Spence & Partners latest Blog for Pension Funds Online –
An optimist sees the glass as half-full; the pessimist sees it as half-empty. The actuary sees it as somewhere between 40% full and 40% empty, depending on a large number of assumptions.
As a pensions actuary, I have felt more like the harbinger of doom in recent days, delivering valuation results, accounting disclosures and funding updates with 30 June 2016 effective dates. The PPF barometer of pension scheme funding, the 7800 index, is now showing an aggregate deficit of £384 billion and an aggregate funding level of around 78%.
We have reached a new nadir in pension scheme funding levels not seen since 2012 and before that in 2009. This is despite years of massive deficit funding contributions and pretty buoyant investment markets for much of this time. Asset values have increased, but the value of liabilities have increased even faster. As such, many commentators are searching to find anything in the glass, never mind ponder over its half-fullness or half-emptiness.
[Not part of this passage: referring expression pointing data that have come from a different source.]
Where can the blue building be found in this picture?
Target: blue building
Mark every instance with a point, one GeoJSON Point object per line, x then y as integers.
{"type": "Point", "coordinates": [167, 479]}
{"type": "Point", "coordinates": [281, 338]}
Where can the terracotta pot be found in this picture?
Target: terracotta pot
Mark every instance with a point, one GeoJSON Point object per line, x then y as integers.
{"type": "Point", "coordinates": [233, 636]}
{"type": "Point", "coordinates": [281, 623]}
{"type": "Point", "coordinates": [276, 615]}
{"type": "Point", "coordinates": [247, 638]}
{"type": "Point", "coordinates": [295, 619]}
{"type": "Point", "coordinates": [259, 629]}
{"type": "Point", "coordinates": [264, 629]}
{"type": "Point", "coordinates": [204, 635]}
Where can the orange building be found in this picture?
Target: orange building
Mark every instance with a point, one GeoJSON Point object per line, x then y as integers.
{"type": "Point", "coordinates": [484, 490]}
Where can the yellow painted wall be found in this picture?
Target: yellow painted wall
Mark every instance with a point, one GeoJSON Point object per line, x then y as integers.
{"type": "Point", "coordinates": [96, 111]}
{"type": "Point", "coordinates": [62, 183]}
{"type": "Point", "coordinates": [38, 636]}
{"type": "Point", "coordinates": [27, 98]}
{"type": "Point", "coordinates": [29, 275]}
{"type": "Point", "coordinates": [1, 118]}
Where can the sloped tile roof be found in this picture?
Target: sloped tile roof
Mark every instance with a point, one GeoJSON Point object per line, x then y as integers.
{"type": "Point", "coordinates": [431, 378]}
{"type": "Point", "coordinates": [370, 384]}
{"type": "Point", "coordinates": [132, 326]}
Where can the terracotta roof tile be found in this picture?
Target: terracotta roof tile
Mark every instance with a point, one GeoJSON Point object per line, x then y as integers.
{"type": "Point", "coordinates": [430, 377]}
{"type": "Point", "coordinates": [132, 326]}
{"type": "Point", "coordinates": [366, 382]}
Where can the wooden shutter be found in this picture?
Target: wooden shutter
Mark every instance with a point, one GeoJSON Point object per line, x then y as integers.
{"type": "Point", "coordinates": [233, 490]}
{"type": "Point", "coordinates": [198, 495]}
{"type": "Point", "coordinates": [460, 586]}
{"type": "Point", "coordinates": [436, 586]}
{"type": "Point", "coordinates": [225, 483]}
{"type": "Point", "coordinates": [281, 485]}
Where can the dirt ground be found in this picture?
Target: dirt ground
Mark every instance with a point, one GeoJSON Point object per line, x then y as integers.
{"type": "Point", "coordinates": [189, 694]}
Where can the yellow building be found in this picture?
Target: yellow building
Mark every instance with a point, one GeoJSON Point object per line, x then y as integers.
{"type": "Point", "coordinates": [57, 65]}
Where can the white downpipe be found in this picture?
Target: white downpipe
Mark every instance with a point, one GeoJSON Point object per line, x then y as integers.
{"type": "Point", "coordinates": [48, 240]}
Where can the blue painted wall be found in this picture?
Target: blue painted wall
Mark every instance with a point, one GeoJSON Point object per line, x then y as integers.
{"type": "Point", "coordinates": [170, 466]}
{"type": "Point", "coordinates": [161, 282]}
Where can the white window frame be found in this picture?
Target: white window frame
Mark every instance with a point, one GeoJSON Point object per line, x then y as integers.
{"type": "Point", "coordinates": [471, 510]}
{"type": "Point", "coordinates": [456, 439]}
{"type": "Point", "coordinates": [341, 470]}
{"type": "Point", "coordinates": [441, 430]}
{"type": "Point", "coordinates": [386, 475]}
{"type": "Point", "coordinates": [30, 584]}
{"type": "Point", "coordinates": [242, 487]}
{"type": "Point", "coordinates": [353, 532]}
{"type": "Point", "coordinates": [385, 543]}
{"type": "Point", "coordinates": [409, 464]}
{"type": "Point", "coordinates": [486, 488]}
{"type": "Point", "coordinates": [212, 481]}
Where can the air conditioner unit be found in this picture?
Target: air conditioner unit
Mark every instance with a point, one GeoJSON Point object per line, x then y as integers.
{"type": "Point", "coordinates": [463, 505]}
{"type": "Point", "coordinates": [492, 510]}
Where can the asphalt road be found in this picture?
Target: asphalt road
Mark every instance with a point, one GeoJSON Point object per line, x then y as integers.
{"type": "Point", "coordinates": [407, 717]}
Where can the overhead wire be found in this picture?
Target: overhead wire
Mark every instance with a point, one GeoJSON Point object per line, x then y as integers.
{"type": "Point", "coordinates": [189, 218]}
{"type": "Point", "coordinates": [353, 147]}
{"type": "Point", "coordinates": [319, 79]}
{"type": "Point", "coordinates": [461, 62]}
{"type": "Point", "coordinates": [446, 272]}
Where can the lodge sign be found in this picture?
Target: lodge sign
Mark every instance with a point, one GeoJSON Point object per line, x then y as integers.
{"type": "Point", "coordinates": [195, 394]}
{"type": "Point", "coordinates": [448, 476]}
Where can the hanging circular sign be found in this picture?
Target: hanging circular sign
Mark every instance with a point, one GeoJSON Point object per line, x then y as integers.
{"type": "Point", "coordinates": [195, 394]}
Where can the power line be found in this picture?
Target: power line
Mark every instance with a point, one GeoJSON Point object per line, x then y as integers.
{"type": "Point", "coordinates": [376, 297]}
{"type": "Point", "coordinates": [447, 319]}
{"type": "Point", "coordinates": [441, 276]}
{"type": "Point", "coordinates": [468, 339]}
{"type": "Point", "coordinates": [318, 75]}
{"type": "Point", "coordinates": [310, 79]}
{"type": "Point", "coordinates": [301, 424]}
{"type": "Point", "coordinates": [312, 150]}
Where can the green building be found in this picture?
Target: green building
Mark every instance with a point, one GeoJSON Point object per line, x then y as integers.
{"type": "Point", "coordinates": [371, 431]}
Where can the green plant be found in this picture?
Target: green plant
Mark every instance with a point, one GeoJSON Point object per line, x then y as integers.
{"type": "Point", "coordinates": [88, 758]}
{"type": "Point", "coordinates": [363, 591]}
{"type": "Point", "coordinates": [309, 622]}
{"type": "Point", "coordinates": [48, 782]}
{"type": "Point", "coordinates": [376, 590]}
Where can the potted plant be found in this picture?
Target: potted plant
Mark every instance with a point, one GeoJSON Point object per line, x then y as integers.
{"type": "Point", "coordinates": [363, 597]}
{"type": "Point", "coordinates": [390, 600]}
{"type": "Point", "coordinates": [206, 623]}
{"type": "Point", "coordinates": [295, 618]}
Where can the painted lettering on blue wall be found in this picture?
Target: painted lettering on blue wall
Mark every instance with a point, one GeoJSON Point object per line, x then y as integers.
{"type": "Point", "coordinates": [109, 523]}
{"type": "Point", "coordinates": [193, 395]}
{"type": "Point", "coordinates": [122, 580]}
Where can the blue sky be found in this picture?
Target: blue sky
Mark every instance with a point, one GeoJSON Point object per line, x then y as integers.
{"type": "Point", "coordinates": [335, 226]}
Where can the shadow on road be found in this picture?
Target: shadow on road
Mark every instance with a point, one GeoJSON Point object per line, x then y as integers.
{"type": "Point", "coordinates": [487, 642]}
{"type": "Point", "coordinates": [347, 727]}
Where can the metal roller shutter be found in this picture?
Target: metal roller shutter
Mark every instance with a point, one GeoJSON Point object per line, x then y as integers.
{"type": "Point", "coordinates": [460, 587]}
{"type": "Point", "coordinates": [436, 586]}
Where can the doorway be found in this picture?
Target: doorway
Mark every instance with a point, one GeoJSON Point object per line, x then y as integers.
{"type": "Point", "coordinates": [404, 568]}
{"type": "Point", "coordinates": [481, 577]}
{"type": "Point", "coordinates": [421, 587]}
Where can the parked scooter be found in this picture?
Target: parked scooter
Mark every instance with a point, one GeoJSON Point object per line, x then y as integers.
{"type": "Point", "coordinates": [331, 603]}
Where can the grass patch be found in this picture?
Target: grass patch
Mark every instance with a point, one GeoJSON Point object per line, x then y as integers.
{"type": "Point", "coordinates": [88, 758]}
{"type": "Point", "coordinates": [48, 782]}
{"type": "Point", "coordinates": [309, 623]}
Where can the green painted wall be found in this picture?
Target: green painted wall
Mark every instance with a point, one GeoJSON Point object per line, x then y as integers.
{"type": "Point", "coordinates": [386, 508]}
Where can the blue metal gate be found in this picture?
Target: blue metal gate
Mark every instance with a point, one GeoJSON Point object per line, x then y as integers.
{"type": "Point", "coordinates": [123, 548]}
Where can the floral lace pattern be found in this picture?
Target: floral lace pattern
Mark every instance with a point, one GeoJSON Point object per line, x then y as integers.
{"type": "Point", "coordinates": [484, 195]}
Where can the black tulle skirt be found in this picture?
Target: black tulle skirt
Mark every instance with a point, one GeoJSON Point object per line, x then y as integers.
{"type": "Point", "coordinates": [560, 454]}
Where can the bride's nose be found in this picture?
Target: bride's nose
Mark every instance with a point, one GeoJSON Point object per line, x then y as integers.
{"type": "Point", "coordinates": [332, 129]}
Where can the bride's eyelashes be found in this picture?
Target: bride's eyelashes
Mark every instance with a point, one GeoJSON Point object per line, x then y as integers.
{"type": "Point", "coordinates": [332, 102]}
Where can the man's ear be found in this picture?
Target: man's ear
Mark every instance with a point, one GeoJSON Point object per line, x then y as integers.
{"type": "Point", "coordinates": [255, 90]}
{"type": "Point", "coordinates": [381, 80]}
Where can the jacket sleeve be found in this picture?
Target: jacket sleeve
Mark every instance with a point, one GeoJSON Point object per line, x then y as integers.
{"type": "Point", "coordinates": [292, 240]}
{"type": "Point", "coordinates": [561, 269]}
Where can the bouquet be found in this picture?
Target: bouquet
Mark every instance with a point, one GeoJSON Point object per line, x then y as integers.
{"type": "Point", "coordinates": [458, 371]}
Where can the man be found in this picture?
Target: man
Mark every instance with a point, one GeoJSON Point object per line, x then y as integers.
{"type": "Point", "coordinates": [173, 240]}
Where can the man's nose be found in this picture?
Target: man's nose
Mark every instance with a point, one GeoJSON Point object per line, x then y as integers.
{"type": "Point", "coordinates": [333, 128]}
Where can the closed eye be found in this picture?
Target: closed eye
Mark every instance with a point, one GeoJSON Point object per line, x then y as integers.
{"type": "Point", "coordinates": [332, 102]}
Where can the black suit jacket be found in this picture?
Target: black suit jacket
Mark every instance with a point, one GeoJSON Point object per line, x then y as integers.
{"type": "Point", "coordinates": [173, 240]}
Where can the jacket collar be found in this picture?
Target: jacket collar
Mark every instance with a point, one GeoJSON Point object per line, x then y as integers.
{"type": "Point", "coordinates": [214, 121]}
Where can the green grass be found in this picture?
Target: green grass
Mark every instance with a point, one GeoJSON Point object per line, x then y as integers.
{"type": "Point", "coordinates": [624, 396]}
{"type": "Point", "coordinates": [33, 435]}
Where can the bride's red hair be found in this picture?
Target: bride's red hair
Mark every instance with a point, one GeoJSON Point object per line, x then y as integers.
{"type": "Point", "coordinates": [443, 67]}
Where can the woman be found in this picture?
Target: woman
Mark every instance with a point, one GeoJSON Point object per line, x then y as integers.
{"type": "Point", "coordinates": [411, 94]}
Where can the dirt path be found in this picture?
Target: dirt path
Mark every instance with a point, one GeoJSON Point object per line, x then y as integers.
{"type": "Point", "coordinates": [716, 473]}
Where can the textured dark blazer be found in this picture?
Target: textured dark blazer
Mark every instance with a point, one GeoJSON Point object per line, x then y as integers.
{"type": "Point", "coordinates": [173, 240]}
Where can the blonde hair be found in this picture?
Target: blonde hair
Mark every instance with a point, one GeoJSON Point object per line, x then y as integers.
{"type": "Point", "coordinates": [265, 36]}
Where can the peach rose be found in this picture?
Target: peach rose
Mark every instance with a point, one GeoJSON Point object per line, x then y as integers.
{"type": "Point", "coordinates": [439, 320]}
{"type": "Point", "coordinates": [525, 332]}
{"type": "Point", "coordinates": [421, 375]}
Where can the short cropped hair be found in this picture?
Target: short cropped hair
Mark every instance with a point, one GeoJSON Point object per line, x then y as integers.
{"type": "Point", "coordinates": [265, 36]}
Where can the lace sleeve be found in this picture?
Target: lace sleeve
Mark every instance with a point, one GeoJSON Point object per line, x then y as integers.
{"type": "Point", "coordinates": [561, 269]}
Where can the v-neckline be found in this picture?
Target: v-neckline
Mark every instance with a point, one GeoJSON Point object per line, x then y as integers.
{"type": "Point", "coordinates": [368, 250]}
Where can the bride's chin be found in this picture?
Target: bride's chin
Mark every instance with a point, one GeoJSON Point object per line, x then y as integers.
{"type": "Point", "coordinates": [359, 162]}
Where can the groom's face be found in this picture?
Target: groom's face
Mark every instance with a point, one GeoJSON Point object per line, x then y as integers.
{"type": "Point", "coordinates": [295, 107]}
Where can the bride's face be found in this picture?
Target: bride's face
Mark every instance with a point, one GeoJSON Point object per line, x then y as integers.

However, I’ve decided to look for some positives, and here goes:
- Previous low points have been overcome, and in some cases very quickly.
- Pension schemes are a long-term project, so we all have a long-time to fix the current difficulties.
- Small changes in interest rates can make a big difference – a 1% a year rise in long-term rates would reduce the value of an average pension scheme’s liabilities by about 20%.
- Trustees and schemes have many more tools in their armoury to manage their way out of difficulty than ever before – including access to up to date information and access to wider and more sophisticated asset classes than ever before.
- There is likely to be periods of significant volatility in the coming years – this will give pro-active trustees and advisors the ability to lock-in to positive positions that may well be short lived. This could allow many schemes to slowly climb what looks like a pretty big mountain.
We all know some schemes won’t make it to the successful conclusion of paying all members’ benefits in full and maybe they need to accept that and act accordingly. However, for the currently squeezed middle who can hang-in for the long-term, there will hopefully be better times ahead.
I see interesting times ahead, with challenges and opportunities. Trustees and scheme-sponsors must assess where they want to get to, how they might get there and make sure they are able to act (or someone can act on their behalf) when opportunities arise.